Introduction
Keywords: T + 0 HTAP | distributed execution framework | support for multi-model scenarios
Hybrid transaction and analytical processing (HTAP) is a highly expected database capability. With its distributed architecture, OceanBase Database can process transactions while handling analytical tasks such as data analysis and batch processing. Online analytical processing (OLAP) and online transaction processing (OLTP) are supported by the same set of engines to implement two sets of system features. Transactions and real-time analysis are provided by the same system, and one copy of data is used for different workloads. This fundamentally ensures data consistency and minimizes data redundancy, thereby significantly reducing the costs.
HTAP Scenarios
Business scenarios of enterprise applications can be roughly classified into OLTP and OLAP.
Many enterprises tend to deploy multiple database products to support OLTP and OLAP scenarios separately. In this solution, data needs to be transmitted between two systems. Data synchronization inevitably causes latency and introduces the risk of data inconsistency. Redundant data is generated in the two systems, increasing the storage costs.
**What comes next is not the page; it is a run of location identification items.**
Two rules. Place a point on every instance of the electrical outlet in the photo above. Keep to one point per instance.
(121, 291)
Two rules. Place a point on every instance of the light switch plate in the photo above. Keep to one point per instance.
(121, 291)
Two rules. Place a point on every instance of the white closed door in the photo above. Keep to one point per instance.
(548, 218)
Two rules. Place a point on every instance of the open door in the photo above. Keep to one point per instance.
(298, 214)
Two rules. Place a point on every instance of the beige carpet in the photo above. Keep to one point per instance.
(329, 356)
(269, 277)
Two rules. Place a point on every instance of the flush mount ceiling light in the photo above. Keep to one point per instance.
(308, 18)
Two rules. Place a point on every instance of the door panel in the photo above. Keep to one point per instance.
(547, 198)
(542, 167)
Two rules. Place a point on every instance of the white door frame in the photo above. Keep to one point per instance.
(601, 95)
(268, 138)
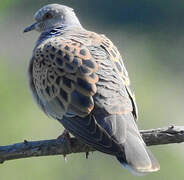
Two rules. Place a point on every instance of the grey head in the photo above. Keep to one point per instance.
(52, 16)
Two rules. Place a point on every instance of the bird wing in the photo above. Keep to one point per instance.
(64, 77)
(80, 79)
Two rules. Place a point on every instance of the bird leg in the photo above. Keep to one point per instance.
(65, 136)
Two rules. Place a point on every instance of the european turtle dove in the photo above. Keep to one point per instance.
(78, 77)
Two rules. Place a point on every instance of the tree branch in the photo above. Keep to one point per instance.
(167, 135)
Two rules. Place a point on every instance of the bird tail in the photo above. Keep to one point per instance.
(137, 158)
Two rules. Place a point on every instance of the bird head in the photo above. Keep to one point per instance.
(52, 16)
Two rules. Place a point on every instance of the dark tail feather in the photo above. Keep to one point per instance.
(138, 158)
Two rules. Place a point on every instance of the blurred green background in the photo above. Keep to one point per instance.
(148, 33)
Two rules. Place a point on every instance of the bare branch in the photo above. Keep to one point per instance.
(167, 135)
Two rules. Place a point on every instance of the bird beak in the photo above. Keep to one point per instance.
(31, 27)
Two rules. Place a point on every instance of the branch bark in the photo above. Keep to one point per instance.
(167, 135)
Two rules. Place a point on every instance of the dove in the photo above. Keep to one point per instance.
(78, 77)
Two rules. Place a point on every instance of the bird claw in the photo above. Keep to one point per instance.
(65, 158)
(87, 155)
(65, 136)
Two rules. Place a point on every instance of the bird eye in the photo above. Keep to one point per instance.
(47, 16)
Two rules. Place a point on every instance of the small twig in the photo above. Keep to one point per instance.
(168, 135)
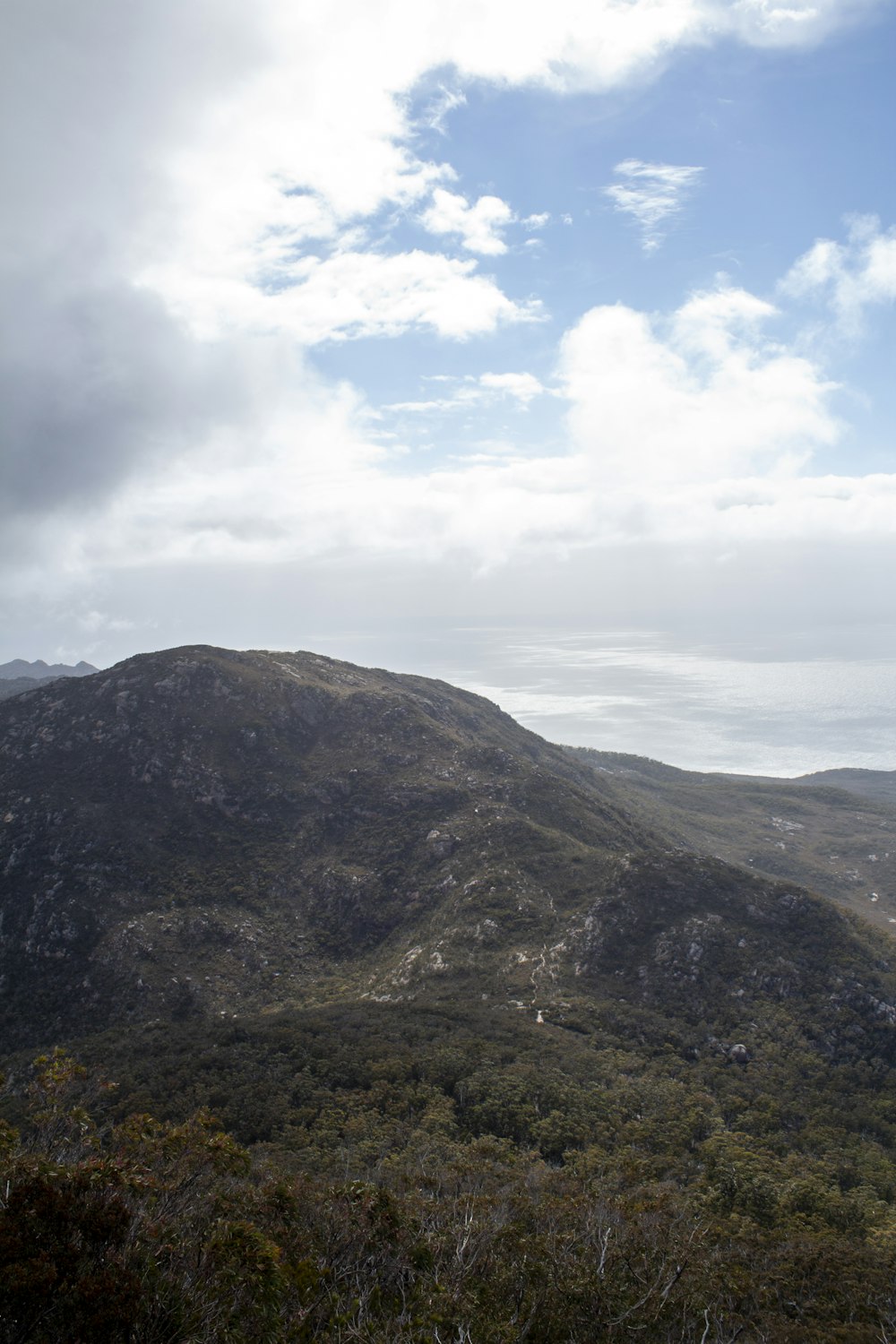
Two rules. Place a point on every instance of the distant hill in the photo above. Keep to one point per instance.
(551, 1038)
(40, 671)
(833, 831)
(202, 831)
Current Status and Challenges of the Industry
-
Poor real-time performance of offline data warehouses: Typically, an offline data warehouse can provide only T+1 data capabilities and poor data update performance. As a result, requirements such as real-time analysis and membership marketing of online business teams cannot be met in a timely manner. It is complex for small- and medium-sized enterprises to separately build a real-time data warehouse. In addition, extra manpower must be invested to maintain the data synchronization link.
-
Poor isolation of HTAP: The core of HTAP lies in supporting multiple types of loads by using one set of engines. If resource isolation cannot be ensured, the database intended for key transactions can be affected by analytical and batch processing business. This directly leads to decline of online transactions and business stability.
-
Sole capabilities of the conventional primary/standby architecture: In the read/write splitting solution based on primary/standby replication, a standby node can process only read-only queries and does not support batch processing. The real-time data performance is closely related to the synchronization latency. Real-time data consistency cannot be ensured in the case of a large number of transactions or DDL operations. The SQL optimizer has limited capabilities and is incompetent for complex multi-table analysis across shards.
Solution
-
OceanBase Migration Service (OMS), which supports multi-table aggregation and synchronization, is used to synchronize data from tables of a heterogeneous database to native partitioned tables of OceanBase Database.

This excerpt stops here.